Celebrating Thanksgiving in Rome
I’m always surprised at how interested Italians are Thanksgiving, and how rewarding it is to celebrate this typical American holiday in Italy. Every year, I always have Italian friends asking me what my plans are for Thanksgiving and who are always willing to join in and try out the strange American dishes that both repel and fascinate them at the same time.
After 3 Thanksgivings spent in Italy (celebrating my fourth this week!) I’ve become more accustomed to the ups and downs of celebrating this holiday away from home, and usually surrounded by Italians. My favorite part of the long, drawn-out lunch we do every year is watching the reactions of my Italian friends to sweet potato dishes and the combination of cranberry sauce and turkey. Italians are almost always floored by the American tendency to mix sweet and salty flavors during the main course and have asked me if sweet potato casserole is actually a dessert, or why a vegetable like pumpkin would ever go into cakes or pies.
I’m so lucky to have Edoardo’s mother, Franca, who makes most of the meal and a particularly delicious turkey that is traditionally a Christmas dish in her house.

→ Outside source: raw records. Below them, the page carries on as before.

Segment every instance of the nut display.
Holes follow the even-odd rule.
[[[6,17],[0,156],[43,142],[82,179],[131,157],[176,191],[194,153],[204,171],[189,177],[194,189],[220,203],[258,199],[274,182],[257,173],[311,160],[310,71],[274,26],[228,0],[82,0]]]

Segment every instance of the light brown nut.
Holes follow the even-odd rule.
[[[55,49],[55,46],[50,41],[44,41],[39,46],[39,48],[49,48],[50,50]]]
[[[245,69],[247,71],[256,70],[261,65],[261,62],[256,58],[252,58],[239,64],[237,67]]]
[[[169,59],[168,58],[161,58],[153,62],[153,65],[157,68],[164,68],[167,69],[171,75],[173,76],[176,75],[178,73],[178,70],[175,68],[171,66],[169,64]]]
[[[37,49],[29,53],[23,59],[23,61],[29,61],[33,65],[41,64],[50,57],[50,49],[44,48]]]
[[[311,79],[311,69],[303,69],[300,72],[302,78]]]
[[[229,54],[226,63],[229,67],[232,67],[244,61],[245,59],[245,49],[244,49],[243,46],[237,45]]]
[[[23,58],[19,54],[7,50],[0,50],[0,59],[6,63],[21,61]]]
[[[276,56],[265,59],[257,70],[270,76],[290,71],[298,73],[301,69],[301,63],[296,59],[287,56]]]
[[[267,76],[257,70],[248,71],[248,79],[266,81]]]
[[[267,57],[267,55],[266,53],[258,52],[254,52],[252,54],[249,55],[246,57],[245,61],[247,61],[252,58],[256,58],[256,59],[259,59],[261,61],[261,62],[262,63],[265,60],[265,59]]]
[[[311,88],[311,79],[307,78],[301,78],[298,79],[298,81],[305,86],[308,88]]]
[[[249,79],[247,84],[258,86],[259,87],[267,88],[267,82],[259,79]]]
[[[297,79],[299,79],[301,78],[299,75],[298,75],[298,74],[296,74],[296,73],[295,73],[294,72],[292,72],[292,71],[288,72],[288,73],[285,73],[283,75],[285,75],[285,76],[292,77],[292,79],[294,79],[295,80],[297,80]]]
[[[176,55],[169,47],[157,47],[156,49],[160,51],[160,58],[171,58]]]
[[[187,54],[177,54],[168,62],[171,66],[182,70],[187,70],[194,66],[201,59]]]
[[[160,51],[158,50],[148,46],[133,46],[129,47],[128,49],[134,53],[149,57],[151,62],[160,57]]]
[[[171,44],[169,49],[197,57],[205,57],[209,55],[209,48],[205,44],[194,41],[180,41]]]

After some trial and error, we’ve come up with good compromises for an Italian-American stuffing including bread, sausage, sage, and mixed veggies that’s always phenomenal, her amazing potato puree that is even creamier than traditional mashed potatoes and a variety of vegetable sides. I’ve taken on the job of preparing the sweet potato dish that my family eats for every Thanksgiving and Christmas, candied sweet potatoes, caramelized with unreal amounts of butter and brown sugar and what I consider a sub-par apple pie. I’ve never got the homemade crust just right but it gets a tiny bit easier every year that I practice. I tried a pumpkin cake with cream cheese frosting one year and after being the only one at a table of 12 to like it, eventually gave up on pumpkin desserts.
When prepping for our non-traditional feast, we make sure to order a turkey from the butcher at least a week in advance (they don’t usually carry such large birds in Rome this time of year) and head to Castroni to pick up staples like cranberry sauce, brown sugar and canned pumpkin. The rest I can usually find at our local supermarket.
While the holidays always make me a bit homesick and nostalgic for home and my family, I love that I have such a supportive family on Edoardo’s side and friends who help me celebrate and eat all of my favorite dishes.
If you have any tips for celebrating your traditional holidays while abroad, please leave them below. It does get easier with time, but I think the most important element to Thanksgiving (or any holiday really!) is having your friends and loved ones around a table with you, no matter what you’re eating.